RFP Tip #2:Avoid using supplier-provided RFP content. If you use RFP content provided by a supplier, “you’re pretty much guaranteed that you’re going to be buying from that company” that gave you the content, according to Dorn. With regard to supplier-provided RFP content, Dorn says that “first, it only has questions in it that really make the person that wrote it look really good [and], second, it’s likely to have specifications in it that are completely irrelevant to you, the buyer, but serve to exclude the competition.”

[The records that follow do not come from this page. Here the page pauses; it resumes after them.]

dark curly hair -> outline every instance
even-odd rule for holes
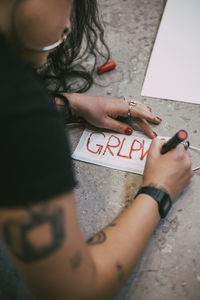
[[[97,0],[74,0],[71,26],[65,43],[50,54],[47,65],[39,71],[43,82],[53,93],[87,91],[93,83],[97,57],[103,59],[101,63],[110,58]],[[84,67],[87,55],[94,60],[90,70]]]

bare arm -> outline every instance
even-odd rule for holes
[[[86,243],[73,197],[70,193],[29,210],[1,211],[2,239],[38,299],[110,299],[159,221],[156,203],[140,195]]]
[[[189,183],[191,165],[183,147],[160,156],[162,143],[153,141],[144,183],[157,180],[158,170],[165,168],[159,182],[174,199]],[[155,161],[159,166],[152,172]],[[28,209],[0,212],[1,237],[13,260],[37,299],[50,300],[111,299],[130,275],[159,219],[157,203],[139,195],[86,243],[73,193]]]

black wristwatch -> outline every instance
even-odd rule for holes
[[[139,191],[137,192],[135,198],[139,194],[147,194],[151,196],[153,199],[155,199],[158,203],[158,210],[161,218],[165,218],[168,214],[171,206],[172,201],[168,193],[166,193],[163,190],[157,189],[153,186],[143,186]]]

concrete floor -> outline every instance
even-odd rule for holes
[[[140,96],[145,70],[165,1],[101,0],[106,40],[116,70],[95,76],[88,92],[113,97],[133,95],[153,108],[163,122],[159,135],[171,136],[177,129],[189,132],[192,145],[200,147],[200,105]],[[186,70],[187,71],[187,70]],[[71,128],[72,150],[83,127]],[[200,158],[193,153],[193,165]],[[79,186],[77,207],[86,238],[115,218],[132,200],[142,177],[84,162],[74,161]],[[115,300],[200,299],[200,172],[161,221],[127,284]],[[0,299],[30,300],[14,266],[0,247]],[[103,300],[103,299],[102,299]]]

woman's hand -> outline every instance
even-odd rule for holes
[[[153,139],[144,169],[143,186],[166,190],[174,200],[190,183],[193,175],[191,161],[182,144],[165,154],[161,149],[165,141]]]
[[[116,132],[130,135],[133,129],[130,125],[116,120],[117,117],[128,117],[129,105],[123,99],[90,96],[86,94],[64,94],[70,101],[72,112],[79,117],[83,117],[90,124],[114,130]],[[162,121],[151,112],[151,108],[137,103],[130,110],[131,118],[144,132],[154,138],[157,134],[151,129],[148,122],[160,124]]]

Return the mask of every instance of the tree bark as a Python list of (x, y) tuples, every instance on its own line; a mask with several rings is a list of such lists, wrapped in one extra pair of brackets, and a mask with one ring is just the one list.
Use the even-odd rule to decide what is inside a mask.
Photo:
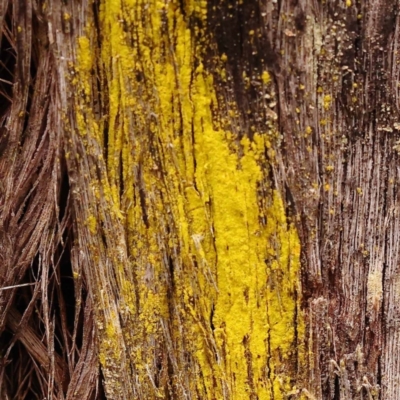
[(398, 8), (0, 0), (0, 398), (400, 398)]

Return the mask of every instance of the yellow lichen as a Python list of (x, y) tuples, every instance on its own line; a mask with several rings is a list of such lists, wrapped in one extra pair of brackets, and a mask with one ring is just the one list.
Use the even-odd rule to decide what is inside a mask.
[(268, 84), (271, 82), (271, 75), (269, 74), (268, 71), (264, 71), (261, 75), (261, 79), (264, 82), (264, 84)]
[(96, 221), (96, 217), (94, 215), (89, 215), (89, 217), (87, 218), (87, 226), (90, 230), (91, 234), (95, 234), (96, 233), (96, 228), (97, 228), (97, 221)]
[(324, 96), (324, 108), (325, 110), (328, 110), (331, 106), (332, 103), (332, 96), (330, 96), (329, 94), (326, 94)]
[[(191, 355), (193, 371), (179, 359), (173, 378), (191, 374), (181, 384), (193, 396), (282, 399), (296, 373), (282, 366), (291, 365), (293, 351), (300, 360), (303, 352), (299, 239), (279, 193), (266, 187), (267, 195), (259, 194), (269, 176), (265, 149), (270, 162), (275, 158), (273, 132), (254, 126), (239, 137), (225, 130), (225, 121), (240, 117), (235, 104), (220, 121), (213, 116), (220, 100), (190, 28), (194, 13), (206, 25), (206, 2), (188, 1), (185, 14), (177, 1), (102, 2), (107, 151), (102, 122), (87, 105), (96, 55), (89, 38), (78, 41), (76, 85), (89, 100), (77, 107), (77, 129), (96, 144), (88, 152), (99, 147), (107, 154), (106, 162), (96, 158), (104, 171), (91, 190), (107, 206), (102, 218), (125, 229), (107, 250), (125, 325), (113, 310), (98, 310), (105, 321), (100, 361), (111, 368), (123, 337), (126, 357), (153, 398), (159, 393), (144, 365), (154, 365), (159, 343)], [(260, 78), (272, 85), (267, 71)], [(89, 211), (87, 226), (93, 235), (103, 229)], [(106, 295), (101, 302), (113, 304)]]

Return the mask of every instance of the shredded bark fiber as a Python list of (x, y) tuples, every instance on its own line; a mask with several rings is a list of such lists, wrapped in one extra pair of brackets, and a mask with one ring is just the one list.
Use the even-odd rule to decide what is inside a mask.
[(61, 5), (0, 1), (1, 399), (99, 396), (93, 310), (72, 271), (62, 26), (49, 22)]

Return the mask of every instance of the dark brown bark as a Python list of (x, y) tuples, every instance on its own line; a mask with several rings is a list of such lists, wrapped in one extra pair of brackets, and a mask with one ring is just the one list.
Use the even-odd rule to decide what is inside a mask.
[(281, 9), (277, 174), (297, 211), (316, 397), (395, 399), (398, 3), (351, 3)]

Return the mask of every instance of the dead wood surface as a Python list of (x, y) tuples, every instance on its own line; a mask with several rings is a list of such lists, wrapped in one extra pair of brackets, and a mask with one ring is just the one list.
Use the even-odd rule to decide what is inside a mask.
[[(201, 398), (193, 383), (201, 376), (196, 352), (187, 340), (195, 323), (209, 349), (206, 362), (218, 364), (224, 357), (216, 350), (214, 308), (209, 321), (190, 320), (201, 301), (176, 296), (182, 277), (201, 286), (185, 269), (200, 267), (195, 255), (185, 259), (182, 243), (170, 244), (178, 241), (181, 221), (174, 220), (174, 199), (168, 197), (175, 177), (164, 167), (178, 161), (168, 158), (171, 146), (150, 128), (161, 119), (151, 111), (158, 94), (149, 89), (150, 77), (138, 71), (132, 72), (134, 89), (121, 81), (136, 90), (135, 107), (148, 109), (143, 121), (132, 111), (129, 122), (132, 132), (140, 132), (132, 143), (143, 149), (128, 174), (142, 231), (132, 233), (124, 222), (131, 206), (126, 165), (116, 154), (118, 173), (111, 174), (107, 154), (115, 60), (111, 67), (101, 61), (107, 39), (99, 15), (105, 3), (0, 0), (0, 399)], [(277, 373), (290, 376), (288, 398), (400, 399), (399, 3), (210, 0), (206, 22), (189, 15), (184, 3), (171, 7), (176, 21), (186, 21), (192, 41), (201, 43), (198, 57), (213, 75), (220, 103), (211, 101), (215, 121), (230, 115), (238, 143), (254, 132), (274, 132), (260, 161), (260, 208), (277, 190), (287, 225), (295, 224), (301, 242), (301, 293), (291, 291), (301, 301), (293, 319), (299, 346), (287, 359), (280, 350), (275, 354), (281, 358)], [(129, 4), (121, 2), (121, 15), (129, 14)], [(150, 20), (146, 7), (135, 10)], [(137, 27), (122, 17), (118, 23), (131, 49), (139, 47)], [(168, 35), (162, 31), (171, 43), (158, 44), (167, 54), (160, 59), (175, 60), (176, 43)], [(78, 65), (81, 37), (88, 38), (95, 60), (87, 75)], [(193, 63), (197, 68), (199, 60)], [(254, 78), (264, 70), (268, 93)], [(76, 89), (74, 74), (84, 76), (88, 93)], [(122, 114), (113, 121), (115, 129), (128, 123)], [(181, 109), (176, 114), (183, 119)], [(84, 139), (79, 117), (87, 130), (92, 118), (102, 139)], [(146, 173), (167, 189), (146, 187)], [(107, 180), (124, 214), (115, 211), (117, 201), (108, 200)], [(93, 182), (99, 183), (96, 189)], [(186, 195), (189, 185), (177, 187)], [(158, 229), (157, 242), (150, 233), (138, 233), (150, 232), (149, 226)], [(148, 251), (130, 251), (143, 244)], [(161, 293), (149, 301), (158, 306), (164, 299), (159, 308), (169, 315), (155, 312), (151, 335), (146, 329), (153, 321), (143, 321), (135, 269), (149, 254), (157, 254), (163, 270), (157, 275), (149, 267), (143, 286)], [(205, 276), (212, 287), (212, 272)], [(297, 337), (300, 314), (304, 338)], [(240, 345), (251, 365), (248, 340), (243, 337)], [(303, 344), (305, 360), (299, 355)], [(246, 373), (248, 398), (258, 399), (251, 368)], [(270, 375), (268, 370), (266, 382), (273, 381)], [(224, 393), (221, 398), (234, 398), (229, 384), (217, 382), (215, 388)]]

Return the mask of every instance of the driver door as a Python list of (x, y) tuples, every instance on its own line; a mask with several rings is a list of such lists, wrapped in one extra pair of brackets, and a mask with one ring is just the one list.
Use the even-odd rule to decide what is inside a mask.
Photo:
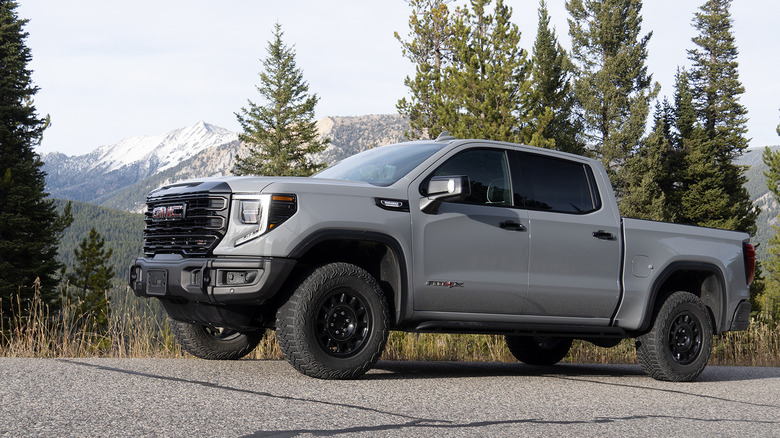
[(520, 315), (528, 292), (528, 212), (515, 207), (514, 151), (456, 151), (410, 186), (425, 195), (434, 176), (465, 175), (470, 194), (434, 213), (411, 202), (415, 311)]

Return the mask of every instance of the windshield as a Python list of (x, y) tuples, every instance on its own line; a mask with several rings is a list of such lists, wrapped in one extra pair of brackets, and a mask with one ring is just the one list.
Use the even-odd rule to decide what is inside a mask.
[(345, 158), (314, 175), (315, 178), (364, 181), (377, 186), (389, 186), (446, 143), (401, 143), (369, 149)]

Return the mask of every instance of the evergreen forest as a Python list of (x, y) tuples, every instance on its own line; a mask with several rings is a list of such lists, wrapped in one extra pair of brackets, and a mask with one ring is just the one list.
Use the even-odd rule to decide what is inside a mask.
[(76, 265), (74, 250), (79, 243), (89, 236), (90, 229), (95, 229), (105, 239), (106, 246), (113, 250), (107, 264), (117, 272), (118, 280), (124, 282), (125, 271), (133, 259), (141, 256), (143, 250), (144, 216), (138, 213), (128, 213), (100, 207), (83, 202), (57, 200), (59, 210), (71, 203), (73, 223), (68, 227), (60, 240), (58, 259), (65, 266)]

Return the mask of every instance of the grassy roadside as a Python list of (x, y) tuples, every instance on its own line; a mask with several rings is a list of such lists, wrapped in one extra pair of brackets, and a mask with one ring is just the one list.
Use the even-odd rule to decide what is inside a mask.
[[(39, 300), (15, 303), (13, 327), (0, 327), (0, 357), (186, 357), (173, 340), (164, 311), (156, 300), (135, 297), (124, 289), (110, 296), (108, 325), (100, 330), (89, 315), (77, 315), (77, 303), (63, 298), (53, 315)], [(24, 309), (23, 309), (24, 307)], [(29, 311), (22, 311), (29, 310)], [(29, 314), (29, 317), (19, 317)], [(2, 321), (4, 318), (0, 318)], [(269, 331), (253, 359), (281, 359), (274, 333)], [(391, 332), (385, 360), (454, 360), (514, 362), (502, 336), (415, 334)], [(568, 363), (635, 363), (633, 340), (613, 348), (575, 341)], [(780, 366), (780, 325), (754, 321), (743, 332), (714, 339), (710, 365)]]

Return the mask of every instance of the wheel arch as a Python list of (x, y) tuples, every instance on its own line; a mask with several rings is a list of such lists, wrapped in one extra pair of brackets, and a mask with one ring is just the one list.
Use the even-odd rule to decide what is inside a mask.
[(303, 270), (332, 262), (365, 269), (382, 287), (394, 324), (403, 318), (408, 297), (406, 257), (401, 244), (392, 236), (360, 230), (323, 230), (294, 248), (291, 257), (298, 260), (298, 269)]
[(653, 282), (648, 312), (642, 318), (640, 332), (651, 327), (658, 310), (674, 292), (690, 292), (704, 303), (713, 332), (720, 333), (720, 324), (726, 320), (726, 281), (716, 265), (702, 262), (674, 262), (667, 266)]

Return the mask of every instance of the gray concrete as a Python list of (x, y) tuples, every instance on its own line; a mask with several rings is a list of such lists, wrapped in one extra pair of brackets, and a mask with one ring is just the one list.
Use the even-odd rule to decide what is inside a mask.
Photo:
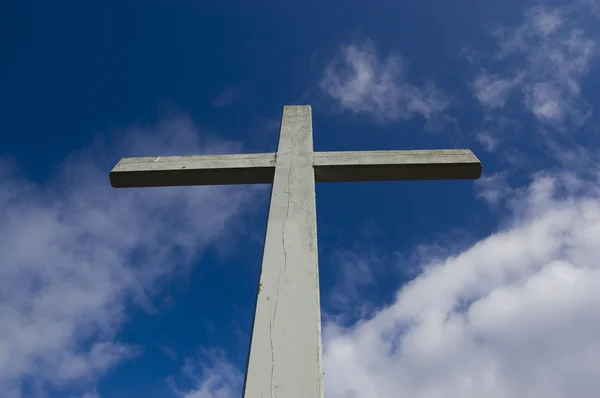
[(473, 179), (468, 150), (313, 153), (310, 106), (286, 106), (277, 154), (122, 159), (113, 187), (273, 183), (245, 398), (322, 398), (315, 181)]
[[(315, 152), (317, 182), (473, 179), (479, 159), (468, 149)], [(124, 158), (110, 172), (115, 188), (270, 184), (274, 153)]]
[(124, 158), (110, 172), (114, 188), (270, 184), (274, 153)]
[(481, 162), (468, 149), (315, 152), (317, 182), (450, 180), (481, 176)]
[(309, 106), (285, 107), (245, 398), (323, 397)]

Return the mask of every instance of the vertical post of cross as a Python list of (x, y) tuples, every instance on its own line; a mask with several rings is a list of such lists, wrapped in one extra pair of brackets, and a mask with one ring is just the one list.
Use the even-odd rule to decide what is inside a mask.
[(286, 106), (244, 398), (323, 397), (310, 106)]

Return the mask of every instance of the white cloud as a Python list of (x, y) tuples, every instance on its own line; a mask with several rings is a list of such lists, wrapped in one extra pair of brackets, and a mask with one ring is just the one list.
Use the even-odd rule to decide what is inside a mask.
[[(488, 152), (493, 152), (510, 139), (520, 139), (524, 136), (524, 127), (519, 120), (507, 112), (498, 111), (486, 114), (474, 133), (475, 139)], [(514, 145), (516, 147), (517, 145)], [(506, 157), (506, 154), (502, 155)]]
[(233, 398), (242, 394), (244, 375), (227, 361), (219, 351), (208, 351), (199, 358), (186, 359), (183, 375), (193, 387), (173, 388), (181, 398)]
[(475, 139), (479, 141), (481, 146), (486, 151), (489, 152), (493, 151), (498, 145), (498, 139), (495, 137), (495, 134), (490, 131), (479, 131), (478, 133), (476, 133)]
[[(472, 84), (487, 109), (514, 95), (538, 121), (559, 131), (580, 127), (591, 113), (581, 86), (597, 53), (597, 40), (578, 26), (581, 8), (537, 6), (516, 27), (493, 32), (499, 50)], [(513, 111), (511, 111), (513, 112)]]
[(505, 172), (482, 176), (475, 181), (475, 188), (477, 197), (483, 198), (492, 206), (498, 205), (512, 193)]
[(530, 14), (532, 15), (535, 31), (543, 36), (548, 36), (556, 32), (564, 22), (558, 10), (546, 10), (542, 7), (535, 7), (530, 11)]
[(475, 78), (473, 90), (477, 100), (484, 106), (502, 108), (518, 81), (519, 78), (506, 79), (482, 72)]
[(97, 392), (87, 392), (81, 396), (81, 398), (100, 398)]
[[(185, 118), (127, 132), (123, 154), (235, 150), (200, 137)], [(113, 147), (114, 150), (114, 147)], [(112, 157), (112, 156), (111, 156)], [(100, 166), (100, 165), (103, 166)], [(253, 197), (234, 187), (115, 190), (111, 164), (92, 151), (73, 156), (44, 186), (0, 175), (0, 391), (89, 385), (141, 353), (119, 341), (129, 303), (151, 307), (165, 277), (239, 233), (232, 219)]]
[(428, 264), (371, 319), (324, 329), (328, 397), (597, 397), (600, 196), (540, 175), (510, 227)]
[(361, 300), (361, 293), (376, 281), (384, 266), (382, 256), (368, 249), (359, 250), (359, 246), (355, 244), (353, 250), (338, 249), (331, 255), (336, 272), (327, 301), (332, 309), (342, 310), (344, 317), (364, 317), (373, 310), (369, 303)]
[(450, 105), (432, 83), (408, 83), (402, 57), (380, 56), (369, 40), (341, 46), (319, 86), (341, 109), (370, 115), (382, 123), (415, 114), (430, 119)]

RFP Tip #3: Use an RFI before an RFP if it makes sense to do so. If one supplier is your main source of market information, you can first issue a request for information (RFI) to learn more about the market. “Companies are too quick to list a bunch of specifications in [an] RFP,” believes Dorn, citing that as a suboptimal approach. “The best way to approach the market is identify a problem or a pain that you have and let the experts in that particular spend category tell you how they would resolve it.” He stresses that buyers can be pleasantly surprised by the responses, which would not have been captured in a specification-heavy RFP process.